Delay after finishing sampling in pm.sample()

I’ve noticed quite a delay after finishing sampling my model with NUTS. Progressbar shows that sampling itself takes about 2-3 minutes and initialization takes under 1 minute, but difference between datetime.now()s inserted right before and after pm.sample() is about 12 minutes.

I’ve taken a look into what’s going on in there using PyCharm’s debugger and profiler. Whenever I pause the debugger the frames windows looks like that (the last calls may differ but it’s always in get_var_name, util.py):

Also the profiler snapshot confirms that it’s the function that is called a lot and that takes much time.

The function which calls get_var_name is this: pymc3.model.Point:

...
return {
        get_var_name(k): np.array(v)
        for k, v in d.items()
        if get_var_name(k) in map(get_var_name, model.vars)
    }

So my question is: maybe it’s worth storing the result of map(get_var_name, model.vars) somewhere in the model instead of evaluating it for every Point (if it’s possible)? And maybe there could be some more improvements to reduce the number of calls?

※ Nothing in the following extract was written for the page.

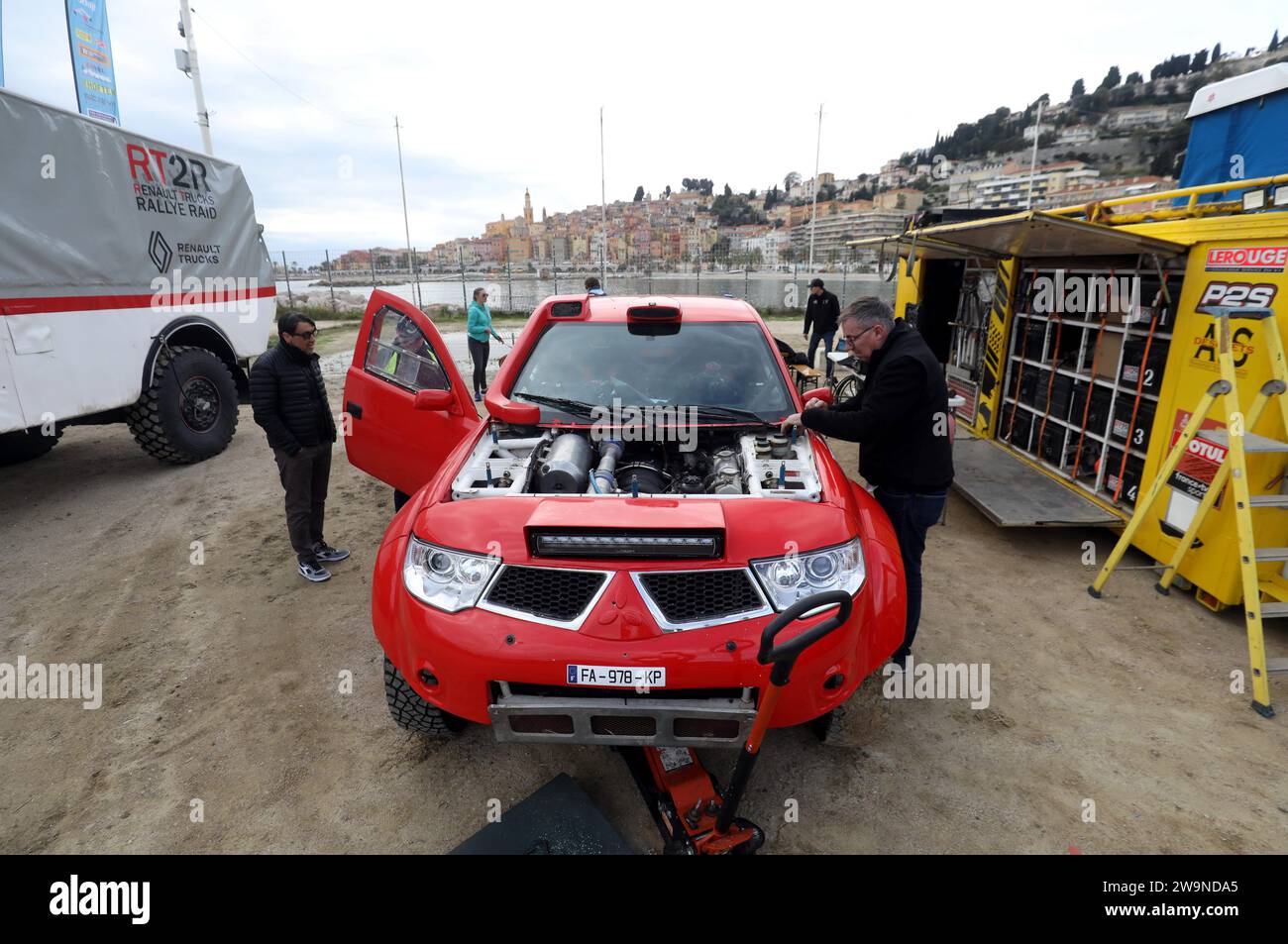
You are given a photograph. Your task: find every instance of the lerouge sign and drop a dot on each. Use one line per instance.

My Python version is 3.8.5
Packages are installed via pip and their versions are:
arviz==0.11.1
numpy==1.20.1
pymc3==3.11.1
Theano-PyMC==1.1.2
xarray==0.16.2

P.S. I have the profiler snapshot saved and may upload it somewhere if needed.

It seems like it does the trick for me.

I added one line before calling pm.sample() in my project:

model.tmp_var_names = set(map(get_var_name, model.vars))

and modified pymc3.model.Point like this:

    ...
    if hasattr(model, 'tmp_var_names'):
        return {
            get_var_name(k): np.array(v)
            for k, v in d.items()
            if get_var_name(k) in model.tmp_var_names
        }
    else:
        return {
            get_var_name(k): np.array(v)
            for k, v in d.items()
            if get_var_name(k) in map(get_var_name, model.vars)
        }

Now it takes about 10-30 seconds to exit pm.sample() after the progressbar shows 100%:

This is great! Hopefully the changes in the next PyMC3 version will allow evaluating the pointwise log likelihood in a vectorized manner, but for the current version this looks amazing. Without that I am not sure there is much room to reduce the number of calls as it needs to be evaluated for each draw.

We know that evaluating the pointwise log likelihood can be expensive both in time and memory requirements which is why there is an option to disable that in from_pymc3. They are collected by default because they are needed for model comparison and some model criticism tasks, but you can use idata_kwargs={"log_likelihood": False} in pm.sample to avoid collecting them if you are not planning to do any of them. If you do plan to do such tasks, then your approach looks like a better way to go.

That’s great, thank you! With idata_kwargs={"log_likelihood": False} it exits pm.sample() almost immediately after finishing sampling. That’s what I need for my grid search cv tuning of hyperparams.

1 Like